Quando eu era menino novo, morava junto dos meus primos em
uma casa velha da Vila Ema. Isso era nas décadas de 70 e 80. Para situar um
pouco meus leitores no tempo, naquela época a hoje Avenida Luiz Ignácio de
Anhaia Melo (conhecida pelo intenso comércio de veículos usados) era um longo
rosário de chácaras, serpenteado em seu meio pelo então descoberto e já mal
cheiroso Córrego da Moóca. Meu primo mais velho e compadre, infelizmente in memorian, tinha alguns discos de hard rock, que costumava colocar em
volume considerável, e que contrastava com o então em voga John Travolta e seus
meneios e visagens disco.
Não tínhamos uma rádio lendária como a Eldopop em São Paulo
(somente na segunda metade da década de 80 surgiram a rádio 97 de Santo André e
a ilegal Ladrão do Mar, com programação voltada exclusivamente para o rock – a
89 veio um pouco depois), os lançamentos de discos tinham uma diferença de
meses ou anos entre o exterior e aqui (isso quando eram lançados) e baixar
música... Bom, isso não existia nem em sonho, nem nos mais otimistas
prognósticos. Shows de artistas internacionais era outra coisa impossível,
porque os pobres tupiniquins não faziam parte do roteiro das turnês. Malemá me
lembro das passagens do Queen, do Van Halen e do Kiss. O Brasil só começou a
entrar na rota dos grandes eventos a partir do Rock in Rio, de 1985. Por conta
disso, o grande intercâmbio se dava pelo trânsito das fitas cassete e rodízio de
LP’s feito entre os amigos. Desta forma, tomávamos conhecimentos dos
lançamentos, das novidades e das notícias de uma forma que se aproximava da
tradição oral, tão cara aos nossos antepassados. Lojas de disco que traziam
novidades, como a Woodstock ou algumas pérolas da Galeria do Rock viviam
lotadas até a tampa.
As coisas eram um pouco diferentes do que são hoje em dia.
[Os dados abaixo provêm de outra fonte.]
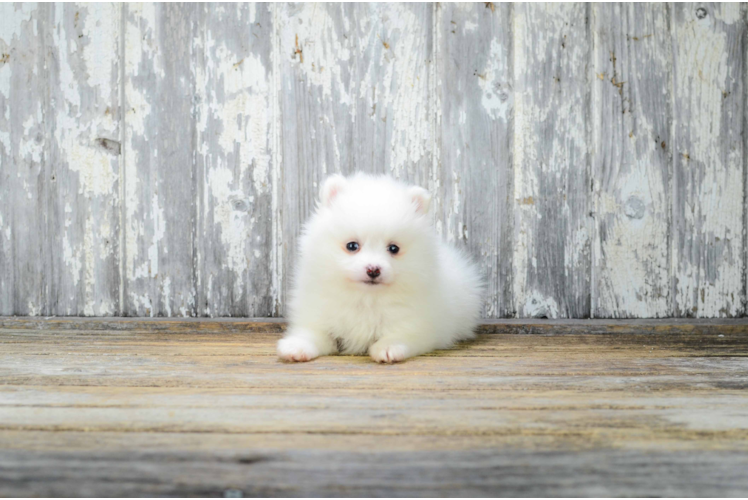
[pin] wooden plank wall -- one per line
(159, 159)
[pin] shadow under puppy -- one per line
(373, 276)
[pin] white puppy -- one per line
(374, 276)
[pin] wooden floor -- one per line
(204, 408)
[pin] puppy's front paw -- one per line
(297, 349)
(388, 352)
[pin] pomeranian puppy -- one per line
(373, 276)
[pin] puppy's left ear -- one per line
(421, 199)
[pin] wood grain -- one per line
(551, 161)
(84, 150)
(631, 167)
(355, 82)
(474, 194)
(160, 159)
(24, 156)
(160, 187)
(202, 412)
(708, 176)
(234, 81)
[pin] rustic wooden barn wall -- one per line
(159, 159)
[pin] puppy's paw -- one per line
(297, 349)
(389, 352)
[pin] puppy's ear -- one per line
(421, 199)
(332, 187)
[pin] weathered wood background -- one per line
(159, 159)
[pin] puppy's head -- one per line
(372, 232)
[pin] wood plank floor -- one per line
(203, 408)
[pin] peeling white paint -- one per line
(497, 96)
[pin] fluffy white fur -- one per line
(426, 297)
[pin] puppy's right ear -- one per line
(331, 188)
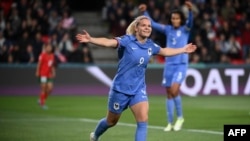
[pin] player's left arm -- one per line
(189, 48)
(189, 22)
(53, 71)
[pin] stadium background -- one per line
(221, 87)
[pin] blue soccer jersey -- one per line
(175, 37)
(133, 59)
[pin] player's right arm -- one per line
(101, 41)
(157, 26)
(38, 68)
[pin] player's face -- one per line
(176, 20)
(144, 28)
(48, 48)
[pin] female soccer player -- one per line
(177, 34)
(46, 72)
(128, 87)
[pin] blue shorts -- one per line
(118, 102)
(175, 73)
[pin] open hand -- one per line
(84, 37)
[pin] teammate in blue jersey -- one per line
(177, 35)
(129, 88)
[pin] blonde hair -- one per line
(131, 28)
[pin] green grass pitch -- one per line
(72, 118)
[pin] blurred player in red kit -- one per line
(45, 71)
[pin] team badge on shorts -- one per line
(116, 106)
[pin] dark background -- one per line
(86, 5)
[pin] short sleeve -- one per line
(156, 48)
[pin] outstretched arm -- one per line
(189, 22)
(189, 48)
(101, 41)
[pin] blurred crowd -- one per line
(221, 28)
(26, 25)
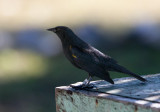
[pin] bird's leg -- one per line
(89, 80)
(85, 82)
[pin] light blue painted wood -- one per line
(127, 95)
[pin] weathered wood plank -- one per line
(127, 95)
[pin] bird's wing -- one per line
(102, 57)
(84, 58)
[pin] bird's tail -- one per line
(119, 68)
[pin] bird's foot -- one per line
(83, 86)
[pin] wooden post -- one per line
(126, 95)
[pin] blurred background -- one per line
(32, 63)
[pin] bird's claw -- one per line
(83, 86)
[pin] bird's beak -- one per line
(52, 29)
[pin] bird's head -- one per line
(60, 29)
(63, 32)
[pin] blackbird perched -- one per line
(88, 58)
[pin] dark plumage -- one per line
(88, 58)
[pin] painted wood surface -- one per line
(126, 95)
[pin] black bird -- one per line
(88, 58)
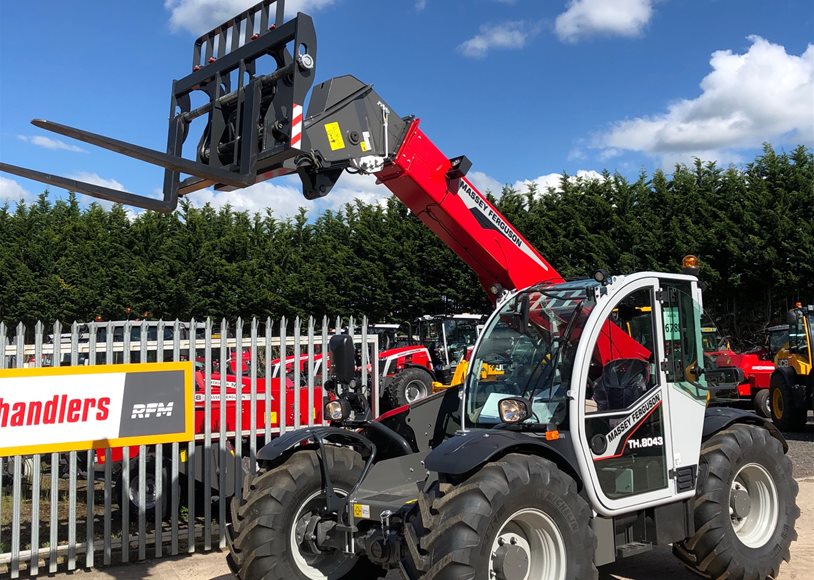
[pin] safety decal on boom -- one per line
(618, 438)
(490, 219)
(334, 136)
(296, 126)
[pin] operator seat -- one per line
(621, 383)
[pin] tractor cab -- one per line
(447, 337)
(575, 375)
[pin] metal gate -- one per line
(80, 509)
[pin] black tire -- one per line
(150, 490)
(785, 414)
(762, 403)
(462, 523)
(726, 545)
(408, 386)
(262, 520)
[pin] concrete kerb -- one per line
(658, 563)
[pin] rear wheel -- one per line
(517, 518)
(785, 414)
(151, 495)
(763, 403)
(270, 521)
(745, 507)
(407, 387)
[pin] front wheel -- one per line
(152, 498)
(520, 517)
(745, 507)
(270, 521)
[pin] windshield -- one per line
(461, 333)
(533, 337)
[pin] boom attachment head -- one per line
(254, 72)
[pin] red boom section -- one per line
(475, 230)
(462, 217)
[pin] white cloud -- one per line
(506, 35)
(11, 191)
(486, 182)
(585, 18)
(96, 179)
(764, 94)
(554, 180)
(200, 16)
(48, 143)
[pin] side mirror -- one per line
(514, 410)
(342, 354)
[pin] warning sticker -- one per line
(334, 136)
(365, 141)
(361, 511)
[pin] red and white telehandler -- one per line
(592, 445)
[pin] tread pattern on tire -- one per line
(453, 517)
(393, 392)
(258, 516)
(714, 549)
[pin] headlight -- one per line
(513, 410)
(337, 410)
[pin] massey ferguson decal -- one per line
(489, 219)
(76, 408)
(618, 440)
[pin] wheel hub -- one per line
(511, 562)
(528, 546)
(739, 502)
(754, 507)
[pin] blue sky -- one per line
(527, 89)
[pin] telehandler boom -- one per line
(592, 444)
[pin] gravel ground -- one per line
(659, 563)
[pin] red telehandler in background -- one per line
(591, 446)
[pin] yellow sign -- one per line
(334, 136)
(45, 410)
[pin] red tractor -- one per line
(737, 378)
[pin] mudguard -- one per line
(719, 418)
(469, 450)
(288, 441)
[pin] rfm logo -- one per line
(145, 411)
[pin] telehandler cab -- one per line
(792, 383)
(592, 445)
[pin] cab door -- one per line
(623, 411)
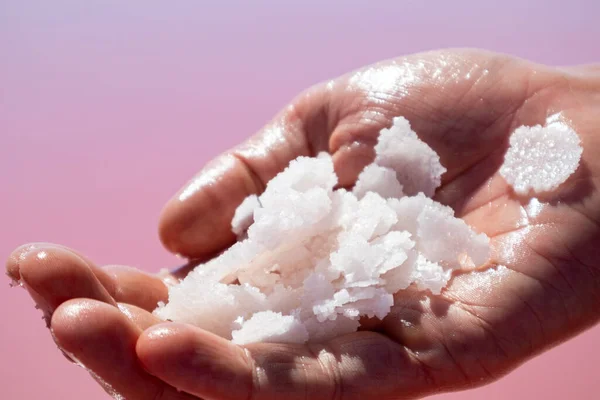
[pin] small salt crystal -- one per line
(244, 215)
(541, 158)
(417, 165)
(268, 326)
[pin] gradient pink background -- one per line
(107, 107)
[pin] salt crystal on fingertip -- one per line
(269, 326)
(417, 166)
(540, 159)
(244, 215)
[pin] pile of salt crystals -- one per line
(312, 260)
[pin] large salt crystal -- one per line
(378, 179)
(313, 261)
(540, 159)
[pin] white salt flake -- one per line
(380, 180)
(311, 260)
(540, 159)
(244, 215)
(268, 326)
(417, 166)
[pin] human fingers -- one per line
(364, 365)
(102, 339)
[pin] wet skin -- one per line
(464, 104)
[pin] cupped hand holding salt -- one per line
(312, 260)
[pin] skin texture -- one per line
(464, 104)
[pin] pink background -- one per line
(107, 107)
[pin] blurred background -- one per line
(108, 107)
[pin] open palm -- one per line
(543, 289)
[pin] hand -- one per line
(464, 104)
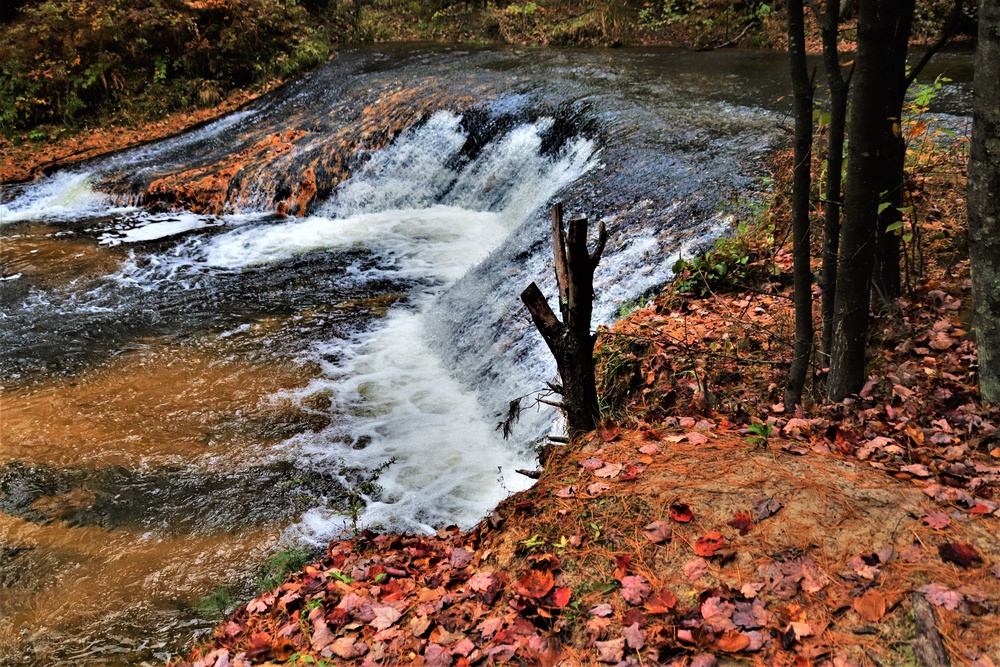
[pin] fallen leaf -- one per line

Costumávamos acompanhar o mais de perto possível a carreira de nossos ídolos,
mas sem se importar com detalhes tão pessoais, como as cores preferidas, as
boutiques mais frequentadas e outras efemérides. O que importava mais eram as
tendências que cada álbum seguiria, o acolhimento das excursões, as datas dos
próximos lançamentos. Tanto fazia se guitarrista tal era homossexual, se
baixista X era religioso ou se baterista Y traía a mulher. O que mais importava
era o produto entregue. Mas era possível detectar algumas características
comuns e algumas sutilezas que diferenciava determinada banda de todas as
outras.
Havia um tripé que sustentava toda a cena hard rock de então: Led Zeppelin, Deep
Purple e Black Sabbath. Do primeiro, tínhamos as raízes blues e o misticismo
contrapostos a uma seção rítmica poderosa. Do segundo, um ar mais de pesquisa
(era o única das três que tinha um tecladista de ofício, o excelente Jon Lord)
e velocidade. Do terceiro, a atmosfera macabra e o peso, digno de estourar
crânios. Ao todo, em suas formações clássicas, eram treze músicos, doze deles
exímios. O único que não era um virtuoso executor era o Ozzy Osbourne. Mas,
longe de qualquer dúvida, era o mais essencial de todos, porque sintetizava
todo o pensamento daquela juventude que aflorou nos fins da década de 60. E
esse era permeado pela revolta e pela violência.
O que tínhamos
naquela época? Um mundo na premência da guerra. Lembremo-nos que aqueles eram
os anos do pós-guerra mundial e da guerra fria. Estados Unidos e União
Soviética espalhavam seu imperialismo pelo mundo e colocavam a humanidade sob
constante ameaça de um combate nuclear. Eram tempos da guerra do Vietnã em
pleno curso, onde milhares de soldados foram enviados a uma terra totalmente
desconhecida, onde um povo absolutamente distinto procurava dar um rumo para a
sua vida. Eram os anos do apartheid,
e a minoria branca não só exercia o poder discricionariamente, mas também
transformava a África do Sul em um imenso gueto.
Uma boa parte da juventude, na verdade a esmagadora maioria,
era contrária à guerra. A luta entre os sistemas gerava um sentimento de medo e
vontade de fuga, e nasce com isso uma série de movimentos de contestação, dos
quais os hippies provavelmente foram
os mais conhecidos.
Acontece que os hippies
eram movidos por um pacifismo que chocava pelo comportamento coletivista, pelo
sexo livre e pelo consumo de drogas, mas ainda não havia chegado ao âmago do stablishment. Flower Power significava um desejo de paz e liberdade, mas não era
uma denúncia aberta; era uma fuga, um não-enfrentamento. Faltava algo mais.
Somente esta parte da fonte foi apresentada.